The decline of the punctuation mark in the US was temporarily arrested, in bizarre circumstances, during the 1970s. Unfortunately the person responsible was a serial killer, David Berkowitz. He became more infamous as “Son of Sam”. But in the course of his rampages, he left an infamous note for police that was unusual for, among other things, correctly using a semicolon.
Usefully or not, this influenced the list of possible suspects. And it caused New York Post columnist Jimmy Breslin (the recipient of another Son of Sam note) to conclude, years later, that Berkowitz was the only murderer he had ever known of who could use the semicolon properly. So if the punctuation mark is, as the Times suggested, “an agent of reflection and meditation”, Berkowitz was the exception who proved the rule.
The 1837 duellists proved it too, more positively. Rash as they may have been in having the row, they at least avoided fatalities. But then again, this may have been as much a comment on the nature of 19th century French duelling, as on the civilising effects of grammar. Certainly Mark Twain thought so.
When his visit to France in 1878 coincided with another non-fatal duel, this time between two politicians, he wrote a long and very funny account of the incident. In the introduction, he disagreed with the American perception that the typical French duel was harmless. On the contrary, he wrote: “Since it is always fought in the open air, the combatants are nearly sure to catch cold”.

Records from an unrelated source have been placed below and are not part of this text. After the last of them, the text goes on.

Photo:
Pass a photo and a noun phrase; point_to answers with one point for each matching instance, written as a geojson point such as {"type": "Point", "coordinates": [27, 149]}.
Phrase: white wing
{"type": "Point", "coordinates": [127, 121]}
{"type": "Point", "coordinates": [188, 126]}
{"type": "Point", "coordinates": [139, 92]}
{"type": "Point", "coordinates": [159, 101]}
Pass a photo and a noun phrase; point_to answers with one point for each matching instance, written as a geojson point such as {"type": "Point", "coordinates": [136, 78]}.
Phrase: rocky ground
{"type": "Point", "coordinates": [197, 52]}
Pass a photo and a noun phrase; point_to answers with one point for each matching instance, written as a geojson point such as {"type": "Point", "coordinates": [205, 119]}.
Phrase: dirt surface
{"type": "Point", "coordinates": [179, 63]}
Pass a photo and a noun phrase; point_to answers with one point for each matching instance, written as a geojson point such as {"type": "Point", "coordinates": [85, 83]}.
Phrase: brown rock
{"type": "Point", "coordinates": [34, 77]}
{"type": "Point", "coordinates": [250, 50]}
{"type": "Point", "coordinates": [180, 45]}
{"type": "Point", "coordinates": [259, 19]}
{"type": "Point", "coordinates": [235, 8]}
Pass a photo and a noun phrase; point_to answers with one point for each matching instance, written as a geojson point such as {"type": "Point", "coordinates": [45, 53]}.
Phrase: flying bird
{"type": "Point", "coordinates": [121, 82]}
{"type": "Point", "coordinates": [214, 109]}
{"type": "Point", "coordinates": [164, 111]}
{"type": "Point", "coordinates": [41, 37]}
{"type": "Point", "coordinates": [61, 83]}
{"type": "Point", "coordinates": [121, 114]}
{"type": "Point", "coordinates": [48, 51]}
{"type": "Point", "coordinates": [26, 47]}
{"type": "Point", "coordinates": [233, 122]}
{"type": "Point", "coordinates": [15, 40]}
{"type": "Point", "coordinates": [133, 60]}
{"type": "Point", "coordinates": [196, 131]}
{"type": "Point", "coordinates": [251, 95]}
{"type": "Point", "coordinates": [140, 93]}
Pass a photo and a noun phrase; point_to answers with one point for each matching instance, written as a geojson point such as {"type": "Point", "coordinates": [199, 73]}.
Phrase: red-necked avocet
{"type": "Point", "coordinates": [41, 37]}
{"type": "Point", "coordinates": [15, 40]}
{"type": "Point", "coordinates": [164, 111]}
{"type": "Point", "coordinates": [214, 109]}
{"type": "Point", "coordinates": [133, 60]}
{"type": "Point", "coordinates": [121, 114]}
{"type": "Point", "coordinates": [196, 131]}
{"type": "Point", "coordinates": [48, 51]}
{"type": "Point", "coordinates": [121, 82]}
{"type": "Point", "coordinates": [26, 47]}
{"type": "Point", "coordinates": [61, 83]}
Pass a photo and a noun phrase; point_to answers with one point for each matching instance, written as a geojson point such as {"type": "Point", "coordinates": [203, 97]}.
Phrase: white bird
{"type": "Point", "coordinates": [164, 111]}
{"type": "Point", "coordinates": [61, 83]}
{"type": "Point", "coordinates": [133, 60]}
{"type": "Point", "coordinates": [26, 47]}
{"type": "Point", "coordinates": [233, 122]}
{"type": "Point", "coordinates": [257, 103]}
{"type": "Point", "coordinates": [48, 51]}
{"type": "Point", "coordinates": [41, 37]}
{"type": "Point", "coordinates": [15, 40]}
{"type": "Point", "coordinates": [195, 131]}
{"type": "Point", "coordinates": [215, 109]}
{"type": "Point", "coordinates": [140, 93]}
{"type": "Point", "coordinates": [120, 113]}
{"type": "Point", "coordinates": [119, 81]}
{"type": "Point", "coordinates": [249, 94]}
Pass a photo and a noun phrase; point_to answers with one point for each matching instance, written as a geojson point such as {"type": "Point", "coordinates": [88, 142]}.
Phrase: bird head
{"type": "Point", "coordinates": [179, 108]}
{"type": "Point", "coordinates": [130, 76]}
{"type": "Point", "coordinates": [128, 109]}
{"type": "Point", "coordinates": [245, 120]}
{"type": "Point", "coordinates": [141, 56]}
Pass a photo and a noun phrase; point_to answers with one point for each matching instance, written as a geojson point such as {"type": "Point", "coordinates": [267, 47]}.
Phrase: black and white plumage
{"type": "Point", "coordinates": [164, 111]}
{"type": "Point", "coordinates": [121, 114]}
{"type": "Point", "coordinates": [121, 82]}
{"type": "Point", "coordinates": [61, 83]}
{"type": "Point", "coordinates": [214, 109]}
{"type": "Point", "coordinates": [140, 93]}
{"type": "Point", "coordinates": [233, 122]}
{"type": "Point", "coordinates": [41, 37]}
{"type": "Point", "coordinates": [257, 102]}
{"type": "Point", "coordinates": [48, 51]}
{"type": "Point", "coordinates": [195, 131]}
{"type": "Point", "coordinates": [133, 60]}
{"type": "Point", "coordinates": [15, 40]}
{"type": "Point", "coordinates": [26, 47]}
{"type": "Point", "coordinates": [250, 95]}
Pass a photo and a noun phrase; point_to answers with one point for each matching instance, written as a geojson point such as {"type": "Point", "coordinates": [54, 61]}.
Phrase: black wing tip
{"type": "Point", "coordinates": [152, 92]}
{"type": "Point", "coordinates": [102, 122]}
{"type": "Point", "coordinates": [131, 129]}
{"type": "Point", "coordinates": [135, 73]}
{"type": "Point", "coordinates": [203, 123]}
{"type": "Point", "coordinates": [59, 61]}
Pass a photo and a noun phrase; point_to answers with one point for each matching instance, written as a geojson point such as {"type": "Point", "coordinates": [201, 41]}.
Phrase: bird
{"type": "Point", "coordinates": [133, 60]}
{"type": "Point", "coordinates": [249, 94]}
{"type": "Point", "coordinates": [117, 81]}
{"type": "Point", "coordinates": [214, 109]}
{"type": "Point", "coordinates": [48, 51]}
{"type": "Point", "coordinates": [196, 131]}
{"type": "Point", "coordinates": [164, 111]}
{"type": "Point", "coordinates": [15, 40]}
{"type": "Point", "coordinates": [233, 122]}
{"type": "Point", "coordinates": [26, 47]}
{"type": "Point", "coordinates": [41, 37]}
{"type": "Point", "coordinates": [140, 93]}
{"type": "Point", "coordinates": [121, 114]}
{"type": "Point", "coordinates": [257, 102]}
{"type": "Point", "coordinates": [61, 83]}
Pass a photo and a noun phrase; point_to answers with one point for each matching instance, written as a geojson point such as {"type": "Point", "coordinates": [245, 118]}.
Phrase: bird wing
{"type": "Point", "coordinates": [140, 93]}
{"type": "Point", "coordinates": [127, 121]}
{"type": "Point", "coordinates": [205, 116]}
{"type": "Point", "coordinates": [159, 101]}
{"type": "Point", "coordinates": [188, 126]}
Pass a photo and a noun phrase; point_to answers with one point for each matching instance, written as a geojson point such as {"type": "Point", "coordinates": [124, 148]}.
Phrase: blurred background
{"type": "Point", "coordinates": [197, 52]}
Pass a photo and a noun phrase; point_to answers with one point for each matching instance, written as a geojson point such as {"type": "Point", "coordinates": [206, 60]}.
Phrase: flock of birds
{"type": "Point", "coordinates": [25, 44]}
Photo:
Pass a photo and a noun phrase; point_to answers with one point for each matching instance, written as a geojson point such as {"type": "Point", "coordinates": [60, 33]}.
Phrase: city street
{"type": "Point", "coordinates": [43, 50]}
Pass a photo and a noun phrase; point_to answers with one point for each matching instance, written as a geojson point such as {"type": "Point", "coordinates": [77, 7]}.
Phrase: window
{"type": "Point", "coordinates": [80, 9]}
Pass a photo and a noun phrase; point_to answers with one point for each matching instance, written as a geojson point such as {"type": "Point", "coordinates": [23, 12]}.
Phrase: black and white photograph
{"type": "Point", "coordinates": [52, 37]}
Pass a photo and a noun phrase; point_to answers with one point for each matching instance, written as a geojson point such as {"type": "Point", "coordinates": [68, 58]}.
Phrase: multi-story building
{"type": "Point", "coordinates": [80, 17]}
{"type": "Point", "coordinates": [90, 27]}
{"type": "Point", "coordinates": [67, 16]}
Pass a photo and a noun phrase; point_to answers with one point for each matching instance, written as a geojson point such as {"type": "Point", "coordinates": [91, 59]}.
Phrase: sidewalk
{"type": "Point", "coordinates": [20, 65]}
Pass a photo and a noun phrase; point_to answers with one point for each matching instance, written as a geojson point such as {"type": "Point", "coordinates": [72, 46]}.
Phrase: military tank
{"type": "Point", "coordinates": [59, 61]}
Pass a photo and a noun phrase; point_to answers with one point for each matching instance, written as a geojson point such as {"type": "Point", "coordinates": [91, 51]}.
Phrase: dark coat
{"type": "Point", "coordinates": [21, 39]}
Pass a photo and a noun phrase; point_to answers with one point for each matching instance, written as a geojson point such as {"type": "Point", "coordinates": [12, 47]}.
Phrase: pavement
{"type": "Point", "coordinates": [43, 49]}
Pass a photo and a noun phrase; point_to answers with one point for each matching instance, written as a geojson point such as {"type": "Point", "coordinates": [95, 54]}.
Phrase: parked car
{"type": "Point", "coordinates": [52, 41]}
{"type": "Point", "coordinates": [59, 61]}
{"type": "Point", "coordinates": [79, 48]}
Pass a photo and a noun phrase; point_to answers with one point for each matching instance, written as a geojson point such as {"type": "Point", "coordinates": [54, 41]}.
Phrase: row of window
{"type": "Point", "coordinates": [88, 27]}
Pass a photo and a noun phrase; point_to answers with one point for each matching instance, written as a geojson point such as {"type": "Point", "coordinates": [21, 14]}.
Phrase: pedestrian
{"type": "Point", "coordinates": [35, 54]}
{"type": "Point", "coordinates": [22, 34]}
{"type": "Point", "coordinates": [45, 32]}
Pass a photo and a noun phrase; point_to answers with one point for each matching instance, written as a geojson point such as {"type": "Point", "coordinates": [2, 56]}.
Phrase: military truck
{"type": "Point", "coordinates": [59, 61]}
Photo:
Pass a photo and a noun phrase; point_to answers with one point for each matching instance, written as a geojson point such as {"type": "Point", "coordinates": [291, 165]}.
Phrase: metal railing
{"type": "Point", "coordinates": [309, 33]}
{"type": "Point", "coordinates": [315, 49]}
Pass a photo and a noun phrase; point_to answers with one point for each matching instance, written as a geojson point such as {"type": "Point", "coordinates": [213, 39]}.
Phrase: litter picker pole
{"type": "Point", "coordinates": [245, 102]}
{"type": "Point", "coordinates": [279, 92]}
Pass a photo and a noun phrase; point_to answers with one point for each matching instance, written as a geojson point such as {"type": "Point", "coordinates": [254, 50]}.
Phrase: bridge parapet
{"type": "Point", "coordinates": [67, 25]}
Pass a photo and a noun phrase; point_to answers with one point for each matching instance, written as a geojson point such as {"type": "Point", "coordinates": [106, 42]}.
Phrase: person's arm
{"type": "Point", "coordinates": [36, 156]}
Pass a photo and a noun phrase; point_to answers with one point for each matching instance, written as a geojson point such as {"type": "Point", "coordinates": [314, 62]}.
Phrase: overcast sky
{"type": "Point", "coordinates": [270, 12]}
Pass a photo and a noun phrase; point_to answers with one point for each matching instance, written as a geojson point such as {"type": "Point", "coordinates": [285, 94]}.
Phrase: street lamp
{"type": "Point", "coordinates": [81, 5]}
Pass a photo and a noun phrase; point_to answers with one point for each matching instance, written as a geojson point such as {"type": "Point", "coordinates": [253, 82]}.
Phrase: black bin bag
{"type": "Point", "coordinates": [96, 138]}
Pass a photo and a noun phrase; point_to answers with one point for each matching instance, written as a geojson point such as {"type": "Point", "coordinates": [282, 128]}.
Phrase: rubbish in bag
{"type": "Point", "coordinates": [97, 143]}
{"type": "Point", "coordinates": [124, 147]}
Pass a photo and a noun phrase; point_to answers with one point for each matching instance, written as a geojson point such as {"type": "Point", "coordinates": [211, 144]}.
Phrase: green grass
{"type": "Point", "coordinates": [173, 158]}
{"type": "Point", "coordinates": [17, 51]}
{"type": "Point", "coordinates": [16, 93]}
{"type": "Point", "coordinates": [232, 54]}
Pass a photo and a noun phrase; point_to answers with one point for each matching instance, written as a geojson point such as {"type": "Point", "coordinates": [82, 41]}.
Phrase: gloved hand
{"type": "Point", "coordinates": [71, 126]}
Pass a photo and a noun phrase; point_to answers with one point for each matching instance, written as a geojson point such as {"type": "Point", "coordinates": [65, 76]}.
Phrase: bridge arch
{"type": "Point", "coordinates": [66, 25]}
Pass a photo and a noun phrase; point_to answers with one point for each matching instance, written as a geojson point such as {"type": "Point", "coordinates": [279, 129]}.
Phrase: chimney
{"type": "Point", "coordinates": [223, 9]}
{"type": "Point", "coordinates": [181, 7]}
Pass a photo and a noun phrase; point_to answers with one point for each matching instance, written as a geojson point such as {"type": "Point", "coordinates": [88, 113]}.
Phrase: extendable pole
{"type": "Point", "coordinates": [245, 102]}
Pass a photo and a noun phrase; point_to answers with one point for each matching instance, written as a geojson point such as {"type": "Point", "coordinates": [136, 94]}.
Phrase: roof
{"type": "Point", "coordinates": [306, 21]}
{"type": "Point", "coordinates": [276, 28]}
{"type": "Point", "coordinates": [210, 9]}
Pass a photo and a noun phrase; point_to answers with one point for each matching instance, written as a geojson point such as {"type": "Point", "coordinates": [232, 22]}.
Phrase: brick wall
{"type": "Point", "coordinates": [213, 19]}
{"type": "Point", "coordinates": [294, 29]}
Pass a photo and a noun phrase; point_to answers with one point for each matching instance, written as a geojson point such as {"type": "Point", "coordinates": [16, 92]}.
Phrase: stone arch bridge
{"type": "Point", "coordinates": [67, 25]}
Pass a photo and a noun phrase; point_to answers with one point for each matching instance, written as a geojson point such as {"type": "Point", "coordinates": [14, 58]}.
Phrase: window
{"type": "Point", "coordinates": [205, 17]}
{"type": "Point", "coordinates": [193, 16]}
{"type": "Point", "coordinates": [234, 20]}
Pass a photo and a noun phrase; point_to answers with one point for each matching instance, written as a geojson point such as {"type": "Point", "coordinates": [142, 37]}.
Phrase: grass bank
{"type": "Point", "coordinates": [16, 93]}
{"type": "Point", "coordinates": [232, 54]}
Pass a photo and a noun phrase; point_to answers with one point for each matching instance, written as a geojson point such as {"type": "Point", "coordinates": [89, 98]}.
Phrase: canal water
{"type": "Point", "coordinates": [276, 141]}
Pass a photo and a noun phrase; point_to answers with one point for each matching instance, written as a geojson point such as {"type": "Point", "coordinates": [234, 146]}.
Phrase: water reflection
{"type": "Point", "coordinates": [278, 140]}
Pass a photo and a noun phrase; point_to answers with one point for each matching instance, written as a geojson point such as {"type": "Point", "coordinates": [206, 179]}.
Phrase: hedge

And helpfully including an example of the semicolon in action, Twain went on: “M Paul de Cassagnac, the most inveterate of the French duellists, has suffered so often in this way that he is at last a confirmed invalid; and the best physician in Paris has expressed the opinion that if he goes on duelling for 15 or 20 years more – unless he forms the habit of fighting in a comfortable room where damps and draughts cannot intrude – he will eventually endanger his life.”